Network traffic monitoring in Linux operations and maintenance isn't limited to checking bandwidth usage. Its deeper value lies in enabling real-time detection and alerting of anomalies through traffic behavior analysis. An effective monitoring system can help administrators identify potential risks such as DDoS attacks, port scans, data leaks, or service anomalies, thereby ensuring the stability and security of online services. By extracting the required data from massive amounts of network data and establishing a normal traffic baseline, any significant deviation from this baseline triggers an alert, providing valuable intervention time for the operations team.
The first step in building a monitoring system is selecting the right tools to capture and present traffic data. For real-time traffic monitoring, traditional tools like iftop and nload provide intuitive real-time rate displays, allowing quick assessment of current bandwidth consumption. However, true anomaly detection relies on analyzing historical data and richer dimensions. This is where lightweight tools like vnstat become particularly useful. They silently collect daily, weekly, and monthly traffic statistics in the background, creating easily searchable historical baselines that help administrators determine whether current traffic is within normal ranges for the same period. For example, install and view a daily summary using the following command:
vnstat -d
When you notice an unusual increase in traffic and need to delve deeper into specific connections, the combination of `nethogs` and `ss` is a powerful tool. `nethogs` can quickly pinpoint the processes consuming the most bandwidth, while the `ss` command provides a detailed display of numerous connection states, which is crucial for identifying unusual spikes in connection counts. For example, counting connections in various TCP states can help identify SYN flood attacks:
ss -ant | awk '{print $1}' | sort | uniq -c
After initial assessments based on command-line tools, deeper analysis often requires more powerful data stream processing capabilities. `tcpdump` is a classic tool for this type of deep packet inspection. It allows administrators to capture all packets passing through a specific network interface and use BPF filters to pinpoint specific issues. The captured raw data can be saved to a file for detailed analysis using graphical tools like Wireshark, or piped to other command-line tools for real-time processing. For example, the following command captures HTTP traffic destined for host 192.168.1.100:
tcpdump -i eth0 -w http_capture.pcap dst host 192.168.1.100 and tcp port 80
However, automation is essential for continuous anomaly detection. This typically involves writing shell scripts to periodically collect key metrics and compare them against thresholds, enabling automated alerting. A simple script can monitor whether the traffic of a specific network interface exceeds a preset threshold within a sampling interval:
#!/bin/日本Server
INTERVAL=10
THRESHOLD=100000 # KB/s
RX_BEFORE=$(cat /sys/class/net/eth0/statistics/rx_bytes)
TX_BEFORE=$(cat /sys/class/net/eth0/statistics/tx_bytes)
sleep $INTERVAL
RX_AFTER=$(cat /sys/class/net/eth0/statistics/rx_bytes)
TX_AFTER=$(cat /sys/class/net/eth0/statistics/tx_bytes)
RX_RATE=$(( ($RX_AFTER - $RX_BEFORE) / $INTERVAL / 1024 ))
TX_RATE=$(( ($TX_AFTER - $TX_BEFORE) / $INTERVAL / 1024 ))
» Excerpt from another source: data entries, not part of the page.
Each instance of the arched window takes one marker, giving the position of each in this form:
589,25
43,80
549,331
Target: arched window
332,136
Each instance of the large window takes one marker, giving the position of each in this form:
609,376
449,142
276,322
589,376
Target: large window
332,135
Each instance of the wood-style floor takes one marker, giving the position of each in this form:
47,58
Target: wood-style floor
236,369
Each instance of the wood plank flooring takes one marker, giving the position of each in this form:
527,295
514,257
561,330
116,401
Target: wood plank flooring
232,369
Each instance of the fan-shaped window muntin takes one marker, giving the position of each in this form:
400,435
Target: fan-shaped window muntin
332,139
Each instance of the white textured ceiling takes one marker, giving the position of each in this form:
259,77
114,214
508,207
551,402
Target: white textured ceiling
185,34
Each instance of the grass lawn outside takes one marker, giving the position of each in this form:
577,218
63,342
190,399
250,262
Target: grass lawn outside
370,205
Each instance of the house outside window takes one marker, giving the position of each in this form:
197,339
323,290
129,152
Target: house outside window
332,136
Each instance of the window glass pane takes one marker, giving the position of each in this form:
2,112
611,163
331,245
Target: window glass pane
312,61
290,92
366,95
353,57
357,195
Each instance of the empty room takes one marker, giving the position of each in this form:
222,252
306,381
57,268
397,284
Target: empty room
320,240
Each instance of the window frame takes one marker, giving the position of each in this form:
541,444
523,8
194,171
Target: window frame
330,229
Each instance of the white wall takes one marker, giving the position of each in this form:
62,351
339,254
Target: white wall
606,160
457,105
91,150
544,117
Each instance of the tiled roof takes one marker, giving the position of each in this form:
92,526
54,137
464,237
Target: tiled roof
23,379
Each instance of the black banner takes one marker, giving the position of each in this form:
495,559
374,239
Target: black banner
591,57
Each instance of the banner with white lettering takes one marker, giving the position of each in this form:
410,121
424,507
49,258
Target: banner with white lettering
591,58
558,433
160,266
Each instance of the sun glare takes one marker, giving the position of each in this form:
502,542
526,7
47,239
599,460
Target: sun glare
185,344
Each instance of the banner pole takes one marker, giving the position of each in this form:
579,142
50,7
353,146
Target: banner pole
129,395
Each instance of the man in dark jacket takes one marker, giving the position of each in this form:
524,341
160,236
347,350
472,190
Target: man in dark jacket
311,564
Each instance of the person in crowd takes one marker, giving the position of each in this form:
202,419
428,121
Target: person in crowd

if [ $RX_RATE -gt $THRESHOLD ] || [ $TX_RATE -gt $THRESHOLD ]; then
echo "Warning: Network traffic abnormality! Receive rate: ${RX_RATE}KB/s Send rate: ${TX_RATE}KB/s" | mail -s "Traffic alert" admin@example.com
fi
In addition to traffic volume, abnormal connection behavior is also an important detection criterion. Attacks such as port scans and brute force attacks often exhibit unique connection patterns, such as initiating connections to a large number of different ports or hosts in a very short period of time. Regularly checking for abnormal connections (such as a large number of SYN_SENT or CLOSE_WAIT states) can help detect such threats. The following command can be used to monitor the total number of connections in the ESTABLISHED state. A sudden surge in this number may indicate that the service is experiencing a CC attack or other load anomalies:
EST_COUNT=$(ss -ant state established | wc -l)
For large-scale production environments, a centralized monitoring system is more effective. Prometheus, combined with Node Exporter, collects network metrics from the entire cluster of Japanese servers and displays them powerfully in Grafana. Flexible alerting rules can be set based not only on instantaneous absolute values but also on year-over-year and month-over-month growth rates, significantly enhancing anomaly detection.
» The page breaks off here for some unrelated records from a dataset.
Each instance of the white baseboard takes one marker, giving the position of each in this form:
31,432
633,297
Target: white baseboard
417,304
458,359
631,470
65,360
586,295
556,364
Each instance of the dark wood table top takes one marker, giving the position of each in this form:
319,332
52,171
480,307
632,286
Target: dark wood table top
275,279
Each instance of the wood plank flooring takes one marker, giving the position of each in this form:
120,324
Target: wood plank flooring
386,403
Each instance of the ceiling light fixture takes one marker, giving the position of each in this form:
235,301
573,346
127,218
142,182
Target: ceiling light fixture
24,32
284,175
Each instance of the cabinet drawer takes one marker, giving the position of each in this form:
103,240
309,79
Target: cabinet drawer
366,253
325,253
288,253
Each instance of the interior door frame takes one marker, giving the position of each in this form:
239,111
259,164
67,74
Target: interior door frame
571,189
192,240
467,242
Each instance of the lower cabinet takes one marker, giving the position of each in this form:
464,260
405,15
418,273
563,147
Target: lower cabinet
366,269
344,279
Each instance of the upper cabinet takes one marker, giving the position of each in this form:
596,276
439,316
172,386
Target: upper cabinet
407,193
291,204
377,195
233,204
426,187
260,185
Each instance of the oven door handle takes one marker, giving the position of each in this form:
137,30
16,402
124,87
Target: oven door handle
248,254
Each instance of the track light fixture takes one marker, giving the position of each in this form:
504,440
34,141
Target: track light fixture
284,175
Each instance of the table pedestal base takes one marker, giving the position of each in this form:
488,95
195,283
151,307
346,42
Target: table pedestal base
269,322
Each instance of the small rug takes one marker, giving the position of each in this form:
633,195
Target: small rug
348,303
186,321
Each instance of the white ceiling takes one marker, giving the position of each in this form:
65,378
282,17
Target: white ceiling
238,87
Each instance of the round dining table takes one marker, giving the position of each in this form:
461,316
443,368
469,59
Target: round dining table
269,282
In short, anomaly detection in Linux network traffic monitoring is a comprehensive process, from real-time observation to historical baseline analysis, and then to automated scripts and centralized monitoring. This requires operations personnel to not only be familiar with the use of various underlying tools but also understand the traffic characteristics of the service itself. This allows them to develop effective detection strategies, nip potential failures and security risks in the bud, and ensure reliable service operation.